CRÓNICAS LUSO-TROPICAIS
1. GILBERTO FREYRE E O LUSO-TROPICALISMO
O sociólogo e ensaísta brasileiro Gilberto Freyre é uma referência incontornável, para uns, e dispensável, para outros.
Amado e desamado, a sua obra não é consensual, mas sim polémica, aberta à controvérsia, à contestação, ao debate, à discussão.
Adulado por uns e censurado por outros, o seu legado perdura, sem a marca da indiferença, antes a da permanência temporal.
Concorde-se ou não, merece referência, com os seus merecimentos e críticas de amores e desamores tropicais.
Há que falar, ab initio, do seu luso-tropicalismo.
Tentou demonstrar o papel relevante que os portugueses tiveram nos trópicos.
Os primeiros estudos sobre os trópicos foram feitos pelos escritores que acompanhavam os navegadores e pelos europeus que se fixavam nos territórios que ocupavam.
Gilberto Freyre defendeu existir um novo ramo de conhecimento, chamado tropicologia, que se destinava a estudar as regiões tropicais, constituídas por sub-ramos ligados a diversos países coloniais, como a anglo-tropicologia, a franco-tropicologia e a luso-tropicologia.
Cada um dos países que se tinha disseminado e participado nas navegações marítimas e na colonização tinha a sua própria tropicologia, com a particularidade específica de se diferenciarem entre si consoante o método adotado no modo de observar os trópicos e neles viver.
Nesta sequência, o luso-tropicalismo é uma consequência do processo de colonização portuguesa nos trópicos, da especial capacidade de adaptação e relacionamento dos portugueses às terras e gentes tropicais, manifestando-se essencialmente através da miscigenação e interpenetração de culturas.
A obra “Casa Grande e Senzala” lança as bases do luso-tropicalismo, que de modo sintético se pode definir como uma “ciência” especializada no estudo sistemático do processo ecológico-social de integração de portugueses, seus descendentes e continuadores em ambientes dos trópicos.
Tem o português como um povo indefinido entre a Europa e a África, de origem étnica híbrida, como gente flexível, flutuante, de plasticidade intrínseca, de sentido pragmático e riqueza de aptidões, sem imperativos categóricos em termos doutrinais e morais, reinando sem governar, no Brasil, miscigenando-se com os índios e os negros, formando nos trópicos uma civilização sui generis equilibrada, apesar dos antagonismos.
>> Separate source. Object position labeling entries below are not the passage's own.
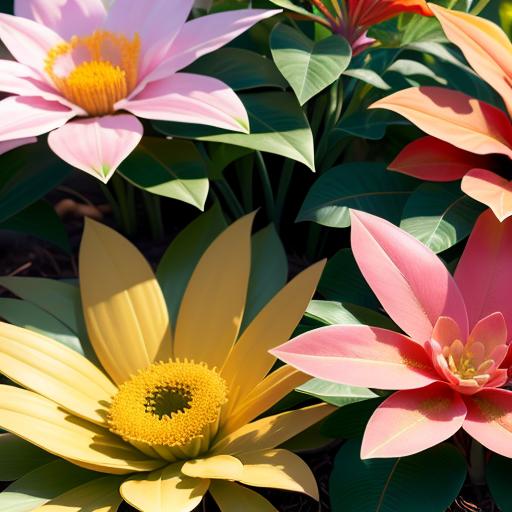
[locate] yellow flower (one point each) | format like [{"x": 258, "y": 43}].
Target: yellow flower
[{"x": 172, "y": 414}]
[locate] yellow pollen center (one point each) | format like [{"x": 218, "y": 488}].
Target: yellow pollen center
[
  {"x": 175, "y": 406},
  {"x": 96, "y": 71}
]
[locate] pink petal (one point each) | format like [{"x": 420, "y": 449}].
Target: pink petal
[
  {"x": 9, "y": 145},
  {"x": 489, "y": 419},
  {"x": 206, "y": 34},
  {"x": 28, "y": 41},
  {"x": 359, "y": 355},
  {"x": 454, "y": 117},
  {"x": 157, "y": 22},
  {"x": 28, "y": 117},
  {"x": 188, "y": 98},
  {"x": 484, "y": 272},
  {"x": 490, "y": 189},
  {"x": 409, "y": 422},
  {"x": 410, "y": 281},
  {"x": 66, "y": 17},
  {"x": 97, "y": 145},
  {"x": 432, "y": 159}
]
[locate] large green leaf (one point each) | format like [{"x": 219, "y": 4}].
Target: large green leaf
[
  {"x": 170, "y": 168},
  {"x": 28, "y": 173},
  {"x": 40, "y": 220},
  {"x": 240, "y": 69},
  {"x": 440, "y": 215},
  {"x": 363, "y": 186},
  {"x": 426, "y": 482},
  {"x": 180, "y": 259},
  {"x": 309, "y": 67},
  {"x": 278, "y": 125}
]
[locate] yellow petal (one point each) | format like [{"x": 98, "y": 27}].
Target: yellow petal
[
  {"x": 224, "y": 467},
  {"x": 231, "y": 497},
  {"x": 99, "y": 495},
  {"x": 249, "y": 361},
  {"x": 165, "y": 490},
  {"x": 269, "y": 432},
  {"x": 213, "y": 303},
  {"x": 268, "y": 392},
  {"x": 278, "y": 469},
  {"x": 55, "y": 371},
  {"x": 124, "y": 308},
  {"x": 43, "y": 423}
]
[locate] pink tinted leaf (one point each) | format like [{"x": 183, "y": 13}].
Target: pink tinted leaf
[
  {"x": 359, "y": 355},
  {"x": 411, "y": 421},
  {"x": 409, "y": 280}
]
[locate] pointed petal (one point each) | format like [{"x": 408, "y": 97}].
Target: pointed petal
[
  {"x": 490, "y": 189},
  {"x": 225, "y": 467},
  {"x": 56, "y": 372},
  {"x": 124, "y": 307},
  {"x": 66, "y": 17},
  {"x": 9, "y": 145},
  {"x": 278, "y": 469},
  {"x": 454, "y": 117},
  {"x": 410, "y": 281},
  {"x": 163, "y": 489},
  {"x": 31, "y": 116},
  {"x": 485, "y": 46},
  {"x": 272, "y": 326},
  {"x": 97, "y": 145},
  {"x": 489, "y": 419},
  {"x": 231, "y": 497},
  {"x": 99, "y": 495},
  {"x": 43, "y": 423},
  {"x": 432, "y": 159},
  {"x": 188, "y": 98},
  {"x": 269, "y": 432},
  {"x": 359, "y": 355},
  {"x": 409, "y": 422},
  {"x": 484, "y": 273},
  {"x": 267, "y": 393},
  {"x": 211, "y": 311},
  {"x": 29, "y": 42}
]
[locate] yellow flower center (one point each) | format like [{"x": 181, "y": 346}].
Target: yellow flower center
[
  {"x": 171, "y": 410},
  {"x": 96, "y": 71}
]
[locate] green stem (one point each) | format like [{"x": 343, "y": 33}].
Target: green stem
[{"x": 267, "y": 186}]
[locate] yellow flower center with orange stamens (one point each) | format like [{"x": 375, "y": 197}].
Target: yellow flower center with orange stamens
[
  {"x": 170, "y": 409},
  {"x": 96, "y": 71}
]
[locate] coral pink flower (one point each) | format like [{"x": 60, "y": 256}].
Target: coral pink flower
[
  {"x": 462, "y": 131},
  {"x": 449, "y": 367},
  {"x": 353, "y": 18},
  {"x": 76, "y": 60}
]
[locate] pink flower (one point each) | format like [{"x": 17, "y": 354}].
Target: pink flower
[
  {"x": 76, "y": 60},
  {"x": 449, "y": 367}
]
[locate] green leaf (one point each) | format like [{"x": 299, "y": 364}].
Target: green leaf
[
  {"x": 42, "y": 485},
  {"x": 169, "y": 168},
  {"x": 335, "y": 394},
  {"x": 308, "y": 67},
  {"x": 240, "y": 69},
  {"x": 269, "y": 270},
  {"x": 180, "y": 259},
  {"x": 278, "y": 125},
  {"x": 31, "y": 317},
  {"x": 426, "y": 482},
  {"x": 342, "y": 281},
  {"x": 28, "y": 173},
  {"x": 41, "y": 221},
  {"x": 440, "y": 216},
  {"x": 363, "y": 186},
  {"x": 498, "y": 480},
  {"x": 18, "y": 457}
]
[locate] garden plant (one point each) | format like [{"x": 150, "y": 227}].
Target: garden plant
[{"x": 255, "y": 255}]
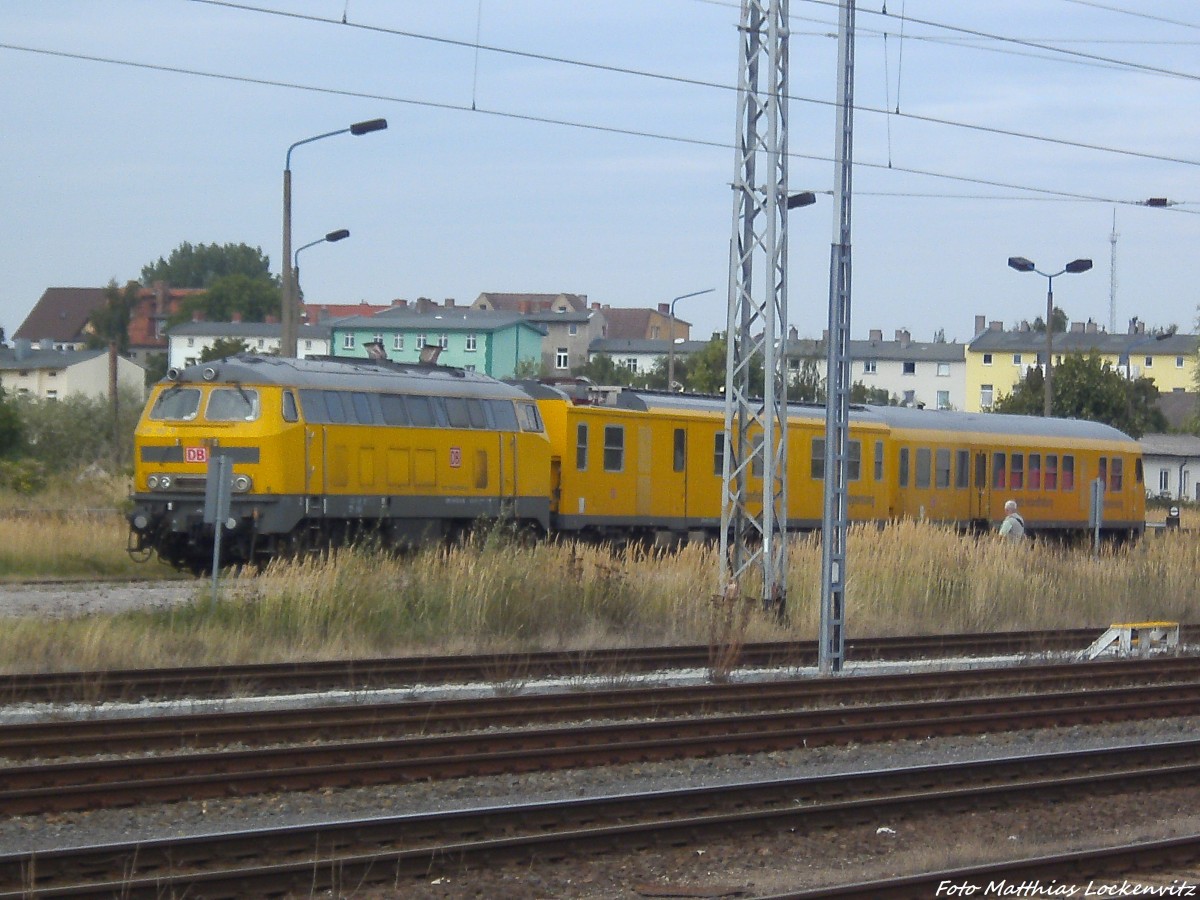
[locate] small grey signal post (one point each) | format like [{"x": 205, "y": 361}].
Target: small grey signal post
[{"x": 217, "y": 493}]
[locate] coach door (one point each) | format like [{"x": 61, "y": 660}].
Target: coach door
[{"x": 981, "y": 487}]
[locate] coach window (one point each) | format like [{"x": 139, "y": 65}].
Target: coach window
[
  {"x": 529, "y": 418},
  {"x": 942, "y": 468},
  {"x": 1050, "y": 479},
  {"x": 504, "y": 414},
  {"x": 1035, "y": 472},
  {"x": 924, "y": 463},
  {"x": 232, "y": 405},
  {"x": 178, "y": 403},
  {"x": 393, "y": 407},
  {"x": 999, "y": 472},
  {"x": 421, "y": 412},
  {"x": 581, "y": 447},
  {"x": 613, "y": 448},
  {"x": 1017, "y": 473}
]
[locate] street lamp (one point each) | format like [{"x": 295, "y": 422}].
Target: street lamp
[
  {"x": 331, "y": 238},
  {"x": 1073, "y": 268},
  {"x": 671, "y": 333},
  {"x": 288, "y": 317}
]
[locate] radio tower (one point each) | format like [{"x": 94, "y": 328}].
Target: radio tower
[
  {"x": 754, "y": 528},
  {"x": 1113, "y": 276}
]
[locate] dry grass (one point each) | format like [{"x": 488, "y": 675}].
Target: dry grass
[{"x": 501, "y": 595}]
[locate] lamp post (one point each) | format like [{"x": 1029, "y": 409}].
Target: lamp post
[
  {"x": 671, "y": 334},
  {"x": 288, "y": 313},
  {"x": 1073, "y": 268},
  {"x": 331, "y": 238}
]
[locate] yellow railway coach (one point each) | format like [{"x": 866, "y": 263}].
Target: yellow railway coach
[{"x": 322, "y": 450}]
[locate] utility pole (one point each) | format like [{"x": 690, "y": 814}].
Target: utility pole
[{"x": 754, "y": 499}]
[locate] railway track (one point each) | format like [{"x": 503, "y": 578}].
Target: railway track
[
  {"x": 397, "y": 850},
  {"x": 357, "y": 721},
  {"x": 108, "y": 685},
  {"x": 132, "y": 780}
]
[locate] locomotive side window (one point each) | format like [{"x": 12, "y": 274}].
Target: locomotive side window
[
  {"x": 942, "y": 468},
  {"x": 924, "y": 463},
  {"x": 393, "y": 407},
  {"x": 420, "y": 412},
  {"x": 178, "y": 403},
  {"x": 232, "y": 405},
  {"x": 531, "y": 420},
  {"x": 613, "y": 448},
  {"x": 1017, "y": 474},
  {"x": 581, "y": 447},
  {"x": 504, "y": 414},
  {"x": 1051, "y": 478}
]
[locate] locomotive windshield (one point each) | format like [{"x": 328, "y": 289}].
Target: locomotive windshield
[
  {"x": 232, "y": 405},
  {"x": 177, "y": 403}
]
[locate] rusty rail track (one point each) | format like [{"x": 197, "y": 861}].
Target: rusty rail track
[
  {"x": 397, "y": 850},
  {"x": 375, "y": 673},
  {"x": 360, "y": 721},
  {"x": 193, "y": 775}
]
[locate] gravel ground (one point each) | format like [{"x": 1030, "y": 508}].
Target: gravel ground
[{"x": 751, "y": 865}]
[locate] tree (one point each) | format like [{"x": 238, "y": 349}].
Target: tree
[
  {"x": 223, "y": 347},
  {"x": 203, "y": 264},
  {"x": 252, "y": 299},
  {"x": 1090, "y": 388},
  {"x": 111, "y": 322}
]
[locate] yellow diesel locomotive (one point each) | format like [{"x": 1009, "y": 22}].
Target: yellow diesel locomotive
[{"x": 324, "y": 450}]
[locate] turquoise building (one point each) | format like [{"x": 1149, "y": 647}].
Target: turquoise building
[{"x": 496, "y": 343}]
Estas caraterísticas de superação das hostilidades, mobilidade, plasticidade, complexidade, mestiçagem e erotismo são preponderantes na linguagem do bem conhecido livro clássico de Freyre.
Sendo o Brasil de base mestiça, pelo caldeamento de três raças, a branca, a negra e a ameríndia, também a linguagem em “Casa Grande e Senzala” é mista, colorida de saberes, sabores e efeitos de sentido.
Para além de ter a mobilidade, miscigenação e aclimatibilidade como três caraterísticas fundamentais do povo português, Freyre acaba por mostrar ao povo brasileiro, em toda a sua obra, a necessidade de se aceitar tal e qual como é, não se envergonhando nem inferiorizando.